1945 film by George Marshall

Hold That Blonde! is a 1945 American comedy crime film directed by George Marshall and starring Eddie Bracken, Veronica Lake and Albert Dekker.

==Plot==
Bracken plays a kleptomaniac who unwittingly becomes involved with a gang of jewel thieves, including a beautiful woman, Sally, whom he promptly falls in love with, initially unaware of her true occupation.

==Cast==
- Eddie Bracken as Ogden Spencer Trulow III
- Veronica Lake as Sally Martin
- Albert Dekker as Insp Callahan
- Frank Fenton as Mr. Phillips
- George Zucco as Dr. Paval Storasky
- Donald MacBride as Mr. Kratz
- Lewis Russell as Henry Carteret
- Norma Varden as Mrs. Carteret
- Willie Best as Willie
- Jack Norton as the drunk
- Lyle Latell as Tony

==Production==
The film was originally known as Good Intentions.

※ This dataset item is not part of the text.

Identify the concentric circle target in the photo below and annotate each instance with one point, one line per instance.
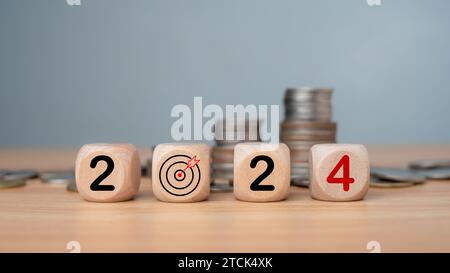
(176, 178)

Officially it is a remake of Paths to Paradise, a 1925 silent comedy starring Raymond Griffith, inasmuch as both are based on the same play, The Heart of a Thief by Paul Armstrong. However, the storyline was almost entirely reworked, to the extent that the two films have almost nothing in common apart from a few sight gags and a party sequence in which a valuable necklace is the target of the thieves.

The movie was originally offered to Bob Hope, then under contract to Paramount. He refused to do it unless he could make one film per year outside Paramount. The studio refused and Hope was put on suspension. The part was given instead to Eddie Bracken. (Hope and Paramount would eventually resolve their differences and sign a new seven-year contract.)

Filming started 20 November 1944. The part was a favorite of Lake's because it represented a change of pace for her ("it's a comedy, rather what Carole Lombard used to do") and she liked working with George Marshall, calling him "splendid... he's lots of fun, acts out the scenes himself," she said.

==Reception==
Diabolique said "this is the sort of movie that should have been great fun but just isn’t; Bracken flails about, Lake is dull and lacking sexiness, and together they lack the chemistry of, say, Bob Hope and Paulette Goddard."